GWR Route: North Warwickshire Line

Birmingham Snow Hill Station: gwrbsh1802

A chalk script and map recorded as being the work of Snow Hill Station Porter Mr R White

This photograph appeared in the October 1922 issue of the Great Western Railway Magazine (Volume XXXIV, No10). The chalk script and map were recorded as being the work of Snow Hill Station Porter: Mr R White. At the time the company had just completed their bi-annual revision of the passenger timetable, which was issued on 2nd October. This new winter train service announced - an increase in the provision for more expeditious travel between large centres of commerce, while trains designed to purely meet the requirements of the summer holiday traffic would disappear.

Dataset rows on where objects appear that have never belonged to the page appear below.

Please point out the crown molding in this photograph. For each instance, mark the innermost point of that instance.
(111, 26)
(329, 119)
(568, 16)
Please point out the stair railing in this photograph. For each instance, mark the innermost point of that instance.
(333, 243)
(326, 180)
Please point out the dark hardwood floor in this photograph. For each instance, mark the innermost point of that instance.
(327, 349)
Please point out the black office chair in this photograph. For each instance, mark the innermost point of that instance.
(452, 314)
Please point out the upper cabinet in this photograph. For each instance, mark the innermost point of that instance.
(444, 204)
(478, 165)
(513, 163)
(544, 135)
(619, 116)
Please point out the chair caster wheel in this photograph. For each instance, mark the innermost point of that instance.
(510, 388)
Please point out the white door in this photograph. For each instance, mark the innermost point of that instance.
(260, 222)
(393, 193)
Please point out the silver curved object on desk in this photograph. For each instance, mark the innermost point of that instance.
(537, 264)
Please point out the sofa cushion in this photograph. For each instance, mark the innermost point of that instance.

Cross-country express services were being retained, especially those that connected widely separate places without need for a change of carriage and several services which involved through working over other Railway Companies lines were being promoted. Amongst these was the Birkenhead to South East Coast Ports (Margate / Ramsgate, Dover / Folkestone, Hastings and Brighton) service, which ran via the Midlands. This transferred to Southern Railway metals at Reading and then split into three separate trains at Redhill, one of which split again at Ashford. This was a daily service (Monday to Saturday), which operated in both directions, so required two sets of carriage stock. The Great Western Railway and Southern Railway both provided one set of carriage stock each, including a restaurant car in the Margate portion. As a result the stock alternated daily, each set working in opposite directions and making the reverse journey on the following day.